1 Combinatorics
1.1 Some basic mathematical notation
Scalar quantity: plain font, typically lower case (\(x\), \(\theta\), n), sometimes upper case (\(K\), \(R^2\), distribution functions \(F\), \(P\), \(Q\)).
Sets: plain font, upper case (\(\Omega, \mathcal{F}\))
Vector quantity: bold font, lower case (\(\boldsymbol x\), \(\boldsymbol \theta\)).
Matrix quantity: bold font, upper case (\(\boldsymbol X\), \(\boldsymbol \Sigma\)).
Summation: \[ \sum_{i=1}^n x_i = x_1 + x_2 + \ldots + x_n \]
Product: \[ \begin{split} \prod_{i=1}^n x_i &= x_1 \times x_2 \times \ldots \times x_n\\ &= x_1 x_2 \ldots x_n \end{split} \] The multiplication sign \(\times\) between the factors is usually omitted unless it is needed for clarity.
Indicator function (in Iverson bracket notation): \[ [A] = \begin{cases} 1 & \text{if $A$ is true}\\ 0 & \text{if $A$ is not true}\\ \end{cases} \]
1.2 Number of permutations
A permutation or ordering is a specific arrangement of items in a sequence, or equivalently, a specific assignment to labelled positions.
The factorial \[ n! = \prod_{i=1}^n i = 1 \times 2 \times \ldots \times n \] is the number of permutations of \(n\) distinct items, where \(n\) is a positive integer.
For \(n=0\) the factorial is defined as \[ 0! = 1 \]
Thus, the factorial \(n!\) equals the number of ways to place \(n\) distinct items into \(n\) labelled boxes so that each box contains exactly one item.
1.3 Multinomial and binomial coefficient
The multinomial coefficient for \(K\) groups \[ \begin{split} W_K &= \binom{n}{n_1, \ldots, n_K} \\ &= \frac {n!}{n_1! \, n_2! \, \ldots \, n_K! } \end{split} \] is the number of permutations of \(n\) distinct items allocated to \(K\leq n\) groups, with \(n_k\) unordered items in group \(k\) and \(\sum_{k=1}^K n_k=n\).
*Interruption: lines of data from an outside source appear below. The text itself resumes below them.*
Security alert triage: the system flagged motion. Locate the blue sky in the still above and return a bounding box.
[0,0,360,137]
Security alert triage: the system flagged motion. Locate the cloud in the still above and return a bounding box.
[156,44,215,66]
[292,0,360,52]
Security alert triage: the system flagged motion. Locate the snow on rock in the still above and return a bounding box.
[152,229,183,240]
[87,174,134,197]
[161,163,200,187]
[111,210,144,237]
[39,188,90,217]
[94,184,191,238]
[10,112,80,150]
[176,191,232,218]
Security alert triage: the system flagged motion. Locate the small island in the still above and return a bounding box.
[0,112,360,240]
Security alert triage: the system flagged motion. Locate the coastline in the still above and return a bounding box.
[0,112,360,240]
Thus, the multinomial coefficient \(W_K\) equals the number of ways to place \(n\) distinct items into \(K\) labelled boxes so that box \(k\) contains exactly \(n_k\) unordered items, with \(\sum_{k=1}^K n_k=n\).
For \(n_k=1\) (and thus \(K=n\)) the multinomial coefficient reduces to the factorial.
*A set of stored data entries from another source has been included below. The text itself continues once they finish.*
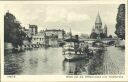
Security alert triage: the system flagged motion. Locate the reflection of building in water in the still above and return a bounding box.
[63,60,89,75]
[90,13,107,38]
[32,31,49,45]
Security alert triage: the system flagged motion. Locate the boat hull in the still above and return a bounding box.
[63,53,87,60]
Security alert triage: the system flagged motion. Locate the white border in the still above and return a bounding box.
[0,0,128,82]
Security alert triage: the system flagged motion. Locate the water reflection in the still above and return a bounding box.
[4,47,125,75]
[63,59,89,75]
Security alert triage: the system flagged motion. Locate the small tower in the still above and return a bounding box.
[91,26,95,33]
[69,28,72,38]
[103,24,107,37]
[95,12,102,29]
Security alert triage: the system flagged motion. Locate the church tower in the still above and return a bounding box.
[103,24,107,37]
[95,13,102,29]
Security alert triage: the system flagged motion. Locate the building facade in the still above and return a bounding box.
[44,29,65,39]
[90,13,107,39]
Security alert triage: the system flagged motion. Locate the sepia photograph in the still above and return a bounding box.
[4,4,126,75]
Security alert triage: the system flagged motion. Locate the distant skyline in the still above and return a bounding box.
[4,4,119,35]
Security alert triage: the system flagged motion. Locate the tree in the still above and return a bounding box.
[4,12,26,47]
[90,32,98,39]
[115,4,125,39]
[108,35,112,38]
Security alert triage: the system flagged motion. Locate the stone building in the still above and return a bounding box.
[44,29,65,39]
[90,13,107,38]
[29,25,38,35]
[31,31,49,45]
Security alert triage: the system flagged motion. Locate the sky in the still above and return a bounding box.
[4,4,119,35]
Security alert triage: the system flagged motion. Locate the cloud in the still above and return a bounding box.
[45,7,90,22]
[45,7,67,22]
[67,12,90,22]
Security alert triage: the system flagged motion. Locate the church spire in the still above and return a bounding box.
[95,12,102,24]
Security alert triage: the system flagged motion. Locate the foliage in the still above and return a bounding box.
[4,12,26,47]
[115,4,125,39]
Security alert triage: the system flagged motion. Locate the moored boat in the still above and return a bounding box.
[63,35,92,60]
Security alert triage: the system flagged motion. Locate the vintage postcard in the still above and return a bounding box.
[0,1,128,82]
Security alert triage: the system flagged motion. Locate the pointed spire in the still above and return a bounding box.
[95,11,102,24]
[104,24,107,29]
[69,28,72,38]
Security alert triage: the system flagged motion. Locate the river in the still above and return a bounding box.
[4,46,125,75]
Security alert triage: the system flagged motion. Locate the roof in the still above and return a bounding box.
[64,38,79,42]
[95,13,102,24]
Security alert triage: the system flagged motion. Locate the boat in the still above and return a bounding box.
[92,40,106,51]
[63,35,92,60]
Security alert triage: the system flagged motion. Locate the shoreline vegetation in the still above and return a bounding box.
[4,4,125,51]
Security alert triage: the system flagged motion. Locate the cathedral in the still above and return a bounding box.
[90,13,107,39]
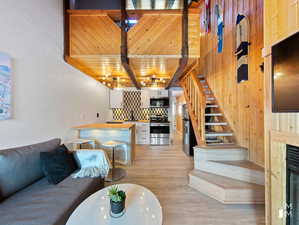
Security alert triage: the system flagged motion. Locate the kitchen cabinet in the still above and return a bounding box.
[136,122,150,145]
[141,90,150,109]
[109,90,124,109]
[150,90,169,98]
[125,121,150,145]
For two groups (\(K=2\)) the multinomial coefficient becomes the binomial coefficient \[ \begin{split} W_2 &= \binom{n}{n_1, n_2} = \binom{n}{n_1, n- n_1}\\ &= \frac {n!}{n_1! \, (n - n_1)!}\\ & = \binom{n}{n_1} \end{split} \]
1.4 De Moivre-Sterling approximation
The factorial is frequently approximated by the following formula derived by Abraham de Moivre (1667–1754) and James Stirling (1692-1770) \[ n! \approx \sqrt{2 \pi} n^{n+\frac{1}{2}} e^{-n} \] or equivalently on logarithmic scale \[ \log n! \approx \left(n+\frac{1}{2}\right) \log n -n + \frac{1}{2}\log \left( 2 \pi\right) \] The approximation is good for small \(n\) (but fails for \(n=0\)) and becomes more and more accurate with increasing \(n\). For large \(n\) the approximation can be simplified to \[ \log n! \approx n \log n -n \]
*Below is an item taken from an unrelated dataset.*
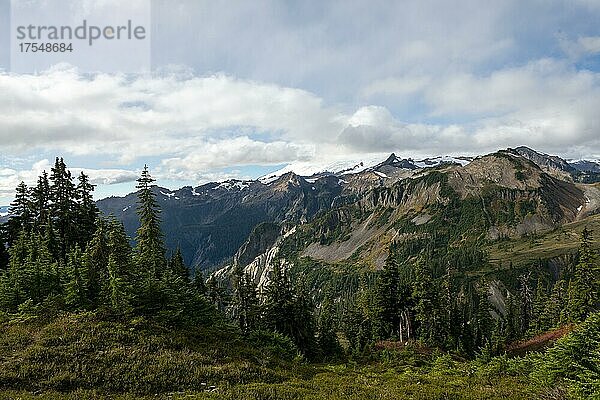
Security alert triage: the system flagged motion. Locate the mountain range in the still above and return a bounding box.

The de Moivre-Sterling approximation applied to the multinomial coefficient yields \[ \log W_K \approx - n \sum_{k=1}^K \frac{n_k}{n} \log\left( \frac{n_k}{n} \right) \] Hence, for large \(n\) and large \(n_k\) the logarithm of the multinomial coefficient equals \(n\) times the Shannon-Gibbs entropy of a categorical distribution with class probabilities \(n_k/n\).